KNRP saat ini sedang berkoordinasi dengan mitra-mitra untuk terus membantu warga Palestina yang terdampak konflik dengan Israel, seperti warga yang rumahnya hancur dan kehilangan mata pencaharian.
“Isu kemanusiaan di Palestina tidak akan berhenti kecuali ada peran aktif Indonesia dan dunia internasional. Apalagi masjid Al Aqsa bukan saja milik orang Palestina, tapi juga umat Islam di seluruh dunia. Ini adalah wakaf umat Islam yang wajib dilindungi,” ujar Ketua KRNP Suripto.
Suripto mengatakan saat ini KNRP juga membuka peluang donasi dari masyarakat Indonesia untuk membantu warga Palestina, mulai dari paket bantuan kemanusiaan hingga pemugaran rumah sakit-rumah sakit yang ada di sana, termasuk suplai obat-obatan dan peralatan medis yang saat ini masih sangat dibutuhkan.
“Kita punya rumah sakit di kota Rafah, Jalur Gaza. Namun kapasitas dan persediaan obat juga mulai terbatas. Karena itulah kami menawarkan kesempatan untuk siapapun yang ingin membantu mereka melalui KNRP," jelas Suripto.
PM Palestina: Jatuhkan Sanksi, Jangan Sekadar Mengutuk
Perdana Menteri Palestina Mohammad Shtayyeh memperingatkan Israel agar menentang rancangan undang-undang (RUU) yang diusulkan anggota parlemennya, Amit Halevi, yang akan membagi Kompleks Masjid Al-Aqsa atau Al-Haram Al-Sharif atau Temple Mount antara muslim dan Yahudi.
"Mengambil langkah tersebut akan menyebabkan kemarahan yang luar biasa dengan hasil yang tidak dapat diprediksi mengingat kesucian dan nilai religius Masjid Al-Aqsa bagi rakyat Palestina, Arab, dan muslim sebagai kiblat pertama dan persinggahan Nabi Muhammad dalam Isra dan Mi'raj," ungkap PM Shtayyeh dalam rapat kabinet seperti dikutip dari kantor berita Palestina, WAFA, Kamis (15/6).
PM Shtayyeh mendesak tindakan segera dari negara-negara Arab, Islam, dan dunia internasional untuk menjatuhkan sanksi terhadap Israel yang dapat mencegah perubahan apapun di Kompleks Masjid Al-Aqsa dan pelanggaran lainnya terhadap umat Islam dan Kristen di Yerusalem, bukan hanya sekadar kutukan dan celaan.
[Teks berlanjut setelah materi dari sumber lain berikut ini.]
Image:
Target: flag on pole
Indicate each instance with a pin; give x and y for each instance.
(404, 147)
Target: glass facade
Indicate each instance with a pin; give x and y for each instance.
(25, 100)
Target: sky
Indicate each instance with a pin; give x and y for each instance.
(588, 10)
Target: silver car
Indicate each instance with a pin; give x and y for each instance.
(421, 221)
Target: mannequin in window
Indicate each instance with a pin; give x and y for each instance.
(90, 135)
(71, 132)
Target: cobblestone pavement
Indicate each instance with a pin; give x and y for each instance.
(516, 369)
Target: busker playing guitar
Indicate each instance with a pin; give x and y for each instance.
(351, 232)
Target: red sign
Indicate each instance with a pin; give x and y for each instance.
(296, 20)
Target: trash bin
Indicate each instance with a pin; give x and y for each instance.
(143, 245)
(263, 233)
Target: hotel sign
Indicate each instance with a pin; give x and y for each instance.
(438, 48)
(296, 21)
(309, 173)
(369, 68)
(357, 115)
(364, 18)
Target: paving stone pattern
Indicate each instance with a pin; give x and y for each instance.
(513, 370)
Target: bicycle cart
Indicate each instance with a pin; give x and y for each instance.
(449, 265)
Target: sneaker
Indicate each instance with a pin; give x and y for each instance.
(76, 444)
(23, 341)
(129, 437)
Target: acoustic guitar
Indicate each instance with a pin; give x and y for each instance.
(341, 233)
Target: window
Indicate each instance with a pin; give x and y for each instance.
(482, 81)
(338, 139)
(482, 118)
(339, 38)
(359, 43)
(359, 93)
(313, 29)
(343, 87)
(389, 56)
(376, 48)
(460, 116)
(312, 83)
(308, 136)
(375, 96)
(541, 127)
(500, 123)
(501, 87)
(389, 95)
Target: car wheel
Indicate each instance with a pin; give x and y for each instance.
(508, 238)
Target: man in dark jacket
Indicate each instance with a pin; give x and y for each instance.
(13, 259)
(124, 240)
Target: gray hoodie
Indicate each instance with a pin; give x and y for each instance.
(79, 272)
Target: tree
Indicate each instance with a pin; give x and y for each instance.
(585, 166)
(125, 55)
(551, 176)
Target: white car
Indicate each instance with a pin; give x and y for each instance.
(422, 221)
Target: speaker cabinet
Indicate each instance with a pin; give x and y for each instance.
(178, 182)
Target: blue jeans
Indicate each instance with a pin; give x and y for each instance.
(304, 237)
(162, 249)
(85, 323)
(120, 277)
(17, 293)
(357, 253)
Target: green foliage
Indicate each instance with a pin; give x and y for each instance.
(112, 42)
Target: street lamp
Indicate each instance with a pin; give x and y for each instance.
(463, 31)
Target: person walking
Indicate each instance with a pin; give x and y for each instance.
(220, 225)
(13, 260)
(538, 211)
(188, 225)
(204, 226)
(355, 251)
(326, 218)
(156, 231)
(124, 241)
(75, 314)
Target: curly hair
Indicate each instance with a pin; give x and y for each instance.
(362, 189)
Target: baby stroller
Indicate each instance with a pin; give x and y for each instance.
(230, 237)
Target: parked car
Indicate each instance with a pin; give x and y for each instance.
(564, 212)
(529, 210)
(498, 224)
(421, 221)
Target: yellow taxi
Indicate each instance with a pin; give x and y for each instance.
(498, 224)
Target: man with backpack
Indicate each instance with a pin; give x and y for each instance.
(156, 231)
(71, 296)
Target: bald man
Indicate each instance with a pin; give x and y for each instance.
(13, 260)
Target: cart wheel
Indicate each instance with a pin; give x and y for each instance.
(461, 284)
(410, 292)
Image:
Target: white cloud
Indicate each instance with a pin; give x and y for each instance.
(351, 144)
Dalam konteks lainnya, PM Shtayyeh menyerukan tekanan internasional yang nyata untuk menghentikan rencana pemukiman Yahudi yang dikenal sebagai E1.
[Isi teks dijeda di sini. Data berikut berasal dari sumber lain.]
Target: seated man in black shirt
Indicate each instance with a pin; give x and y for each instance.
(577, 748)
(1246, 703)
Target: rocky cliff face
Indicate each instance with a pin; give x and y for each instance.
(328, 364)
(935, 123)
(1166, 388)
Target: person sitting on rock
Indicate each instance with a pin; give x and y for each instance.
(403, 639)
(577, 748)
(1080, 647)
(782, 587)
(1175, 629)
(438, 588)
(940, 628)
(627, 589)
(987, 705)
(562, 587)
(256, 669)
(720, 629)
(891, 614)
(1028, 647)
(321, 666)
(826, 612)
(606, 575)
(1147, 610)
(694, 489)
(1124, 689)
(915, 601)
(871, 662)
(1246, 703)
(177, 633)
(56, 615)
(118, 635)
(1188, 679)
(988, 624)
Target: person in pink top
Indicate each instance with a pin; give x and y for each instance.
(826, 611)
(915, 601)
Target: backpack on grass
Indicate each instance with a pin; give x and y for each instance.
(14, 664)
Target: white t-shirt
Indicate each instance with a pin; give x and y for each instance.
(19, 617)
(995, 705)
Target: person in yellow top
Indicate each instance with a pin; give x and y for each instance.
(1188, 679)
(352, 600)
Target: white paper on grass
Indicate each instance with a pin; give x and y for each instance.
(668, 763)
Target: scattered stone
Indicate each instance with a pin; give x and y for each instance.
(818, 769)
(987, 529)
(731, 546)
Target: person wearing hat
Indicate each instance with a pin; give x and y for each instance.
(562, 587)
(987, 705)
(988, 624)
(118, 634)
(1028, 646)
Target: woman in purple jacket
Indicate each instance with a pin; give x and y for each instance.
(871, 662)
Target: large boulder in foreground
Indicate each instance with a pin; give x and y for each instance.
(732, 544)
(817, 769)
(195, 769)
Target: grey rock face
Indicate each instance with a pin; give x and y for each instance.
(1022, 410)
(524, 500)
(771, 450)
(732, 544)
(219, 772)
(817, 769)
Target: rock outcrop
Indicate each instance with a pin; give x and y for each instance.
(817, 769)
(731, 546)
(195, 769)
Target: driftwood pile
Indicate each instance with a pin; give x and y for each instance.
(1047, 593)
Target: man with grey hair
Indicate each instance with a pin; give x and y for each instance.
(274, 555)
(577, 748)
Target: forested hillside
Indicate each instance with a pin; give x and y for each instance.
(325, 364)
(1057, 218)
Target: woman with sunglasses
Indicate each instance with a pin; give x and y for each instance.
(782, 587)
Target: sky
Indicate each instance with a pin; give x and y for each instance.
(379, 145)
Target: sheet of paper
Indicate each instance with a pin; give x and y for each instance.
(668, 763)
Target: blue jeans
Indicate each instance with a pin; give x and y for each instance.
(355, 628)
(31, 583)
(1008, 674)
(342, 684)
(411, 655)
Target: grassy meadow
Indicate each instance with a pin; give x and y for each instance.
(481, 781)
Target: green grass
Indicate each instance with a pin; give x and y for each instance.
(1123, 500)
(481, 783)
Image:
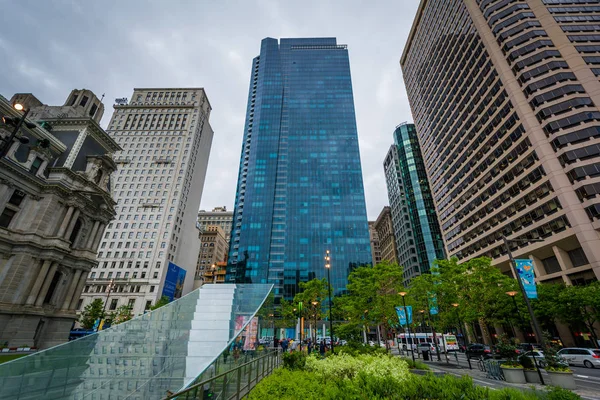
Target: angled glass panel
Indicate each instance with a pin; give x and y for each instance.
(161, 351)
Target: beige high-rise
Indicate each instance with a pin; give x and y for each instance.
(505, 96)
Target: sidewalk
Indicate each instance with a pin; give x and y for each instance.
(479, 377)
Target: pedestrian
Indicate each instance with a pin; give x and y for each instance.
(284, 345)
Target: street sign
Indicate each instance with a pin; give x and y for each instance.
(527, 276)
(402, 314)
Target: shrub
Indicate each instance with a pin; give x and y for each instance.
(342, 377)
(526, 362)
(294, 360)
(416, 364)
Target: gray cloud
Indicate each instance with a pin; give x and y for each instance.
(50, 47)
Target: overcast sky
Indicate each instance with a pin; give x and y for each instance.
(48, 47)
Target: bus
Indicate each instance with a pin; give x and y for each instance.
(445, 342)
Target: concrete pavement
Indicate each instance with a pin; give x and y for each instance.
(587, 380)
Menurut PM Shtayyeh, berdasarkan rencana tersebut, Israel akan membangun sebuah koloni baru yang menghubungkan pemukiman Yahudi di Yerusalem dengan Ma'ale Adumim. Artinya, itu akan membagi Tepi Barat menjadi dua wilayah terpisah, merusak solusi dua negara (two state solution) dan memicu konsekuensi keamanan serta perdamaian di kawasan dan dunia.
PM Shtayyeh juga menyerukan upaya untuk mencegah Israel melanjutkan rencana kolonial dan ekspansionisnya, termasuk membangun zona industri utama antara koloni Ariel di Tepi Barat utara yang diduduki dan Israel, di mana itu berarti mencakup desa-desa Palestina, yaitu Sineria, Rafat, dan al-Zawiya.